Clara Dillingham Pierson (March 11, 1868 – 1952) was an early 20th century American children's author.
Clara Eleanor Dillingham was born in 1868 in Coldwater, Michigan, the only child of Jennie Lincoln Dillingham and Captain Lucius Abell Dillingham. After being mainly home-schooled, she went on to complete a training program for kindergarten teachers in Chicago, Illinois. She then taught in a similar program at Alma College for a few years, becoming superintendent of the college's Training Department.
Pierson became a successful author of children's books, with her most popular works being quasi-naturalistic stories about animals. Her "Among the People" series of animal story collections published between 1897 and 1902 placed her among the leading nature-story authors of her day. Due to its enduring popularity, this series is back in print. Like similar animal tales written a few years later by Thornton Burgess, her stories often carry a moral, hinted at in titles such as "The Thrifty Deer-Mouse". The "Among the People" books were illustrated by F.C. Gordon.
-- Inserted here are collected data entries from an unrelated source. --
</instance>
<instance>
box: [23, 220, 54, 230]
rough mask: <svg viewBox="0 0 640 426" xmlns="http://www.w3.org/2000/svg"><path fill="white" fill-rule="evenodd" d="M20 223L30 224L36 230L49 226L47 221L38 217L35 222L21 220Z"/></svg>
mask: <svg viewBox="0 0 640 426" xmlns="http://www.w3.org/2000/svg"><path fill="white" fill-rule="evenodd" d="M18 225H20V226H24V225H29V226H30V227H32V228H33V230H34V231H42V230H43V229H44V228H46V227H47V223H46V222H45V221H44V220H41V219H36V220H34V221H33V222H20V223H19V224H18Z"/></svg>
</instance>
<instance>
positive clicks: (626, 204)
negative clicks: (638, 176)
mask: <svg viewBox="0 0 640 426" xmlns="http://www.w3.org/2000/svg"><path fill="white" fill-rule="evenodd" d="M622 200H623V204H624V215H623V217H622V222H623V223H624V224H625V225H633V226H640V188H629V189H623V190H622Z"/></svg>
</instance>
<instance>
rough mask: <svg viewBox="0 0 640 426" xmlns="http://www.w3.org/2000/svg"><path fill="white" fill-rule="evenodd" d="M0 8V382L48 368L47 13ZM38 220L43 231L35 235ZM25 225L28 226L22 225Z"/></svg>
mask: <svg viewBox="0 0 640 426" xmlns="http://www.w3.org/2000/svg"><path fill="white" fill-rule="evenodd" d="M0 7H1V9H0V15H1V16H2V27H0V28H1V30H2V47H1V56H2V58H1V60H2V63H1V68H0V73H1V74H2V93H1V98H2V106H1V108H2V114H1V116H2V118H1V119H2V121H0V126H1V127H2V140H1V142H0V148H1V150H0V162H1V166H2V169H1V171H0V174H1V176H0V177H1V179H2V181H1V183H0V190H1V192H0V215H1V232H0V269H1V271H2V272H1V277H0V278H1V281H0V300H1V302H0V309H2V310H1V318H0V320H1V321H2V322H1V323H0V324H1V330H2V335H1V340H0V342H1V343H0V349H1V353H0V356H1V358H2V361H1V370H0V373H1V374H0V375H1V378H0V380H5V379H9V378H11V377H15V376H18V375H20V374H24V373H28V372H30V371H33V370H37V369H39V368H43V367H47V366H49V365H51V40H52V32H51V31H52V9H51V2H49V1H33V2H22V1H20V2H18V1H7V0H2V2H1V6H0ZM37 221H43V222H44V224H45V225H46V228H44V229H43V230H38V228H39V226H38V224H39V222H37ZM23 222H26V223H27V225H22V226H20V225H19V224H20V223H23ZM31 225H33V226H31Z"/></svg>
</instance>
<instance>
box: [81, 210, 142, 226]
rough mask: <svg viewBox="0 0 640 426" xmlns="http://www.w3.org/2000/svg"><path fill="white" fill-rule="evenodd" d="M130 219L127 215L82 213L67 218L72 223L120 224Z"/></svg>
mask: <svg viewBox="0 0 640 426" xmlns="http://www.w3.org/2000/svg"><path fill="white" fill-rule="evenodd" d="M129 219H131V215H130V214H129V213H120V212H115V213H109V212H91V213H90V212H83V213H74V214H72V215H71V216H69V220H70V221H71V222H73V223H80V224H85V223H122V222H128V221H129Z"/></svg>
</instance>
Another of her series features the adventures of the three Miller children and a house called Pencroft, which was also the name of the summer home in Omena, Michigan, that Pierson built with her income as a writer.
She married hardware store owner John Williams Smith Pierson in 1894, and they resided in Stanton, Michigan, in the early 1900s. They had a child who died shortly after birth, and they later adopted two sons, John Howard Pierson and Harold Dillingham. Their home on Lincoln Street in Stanton (built in 1904) is now a church.
Pierson and her husband moved to Grand Rapids in 1930, where she resided until her death in 1952. Her papers—including story drafts, correspondence, and an unpublished autobiography—are held by the University of Michigan.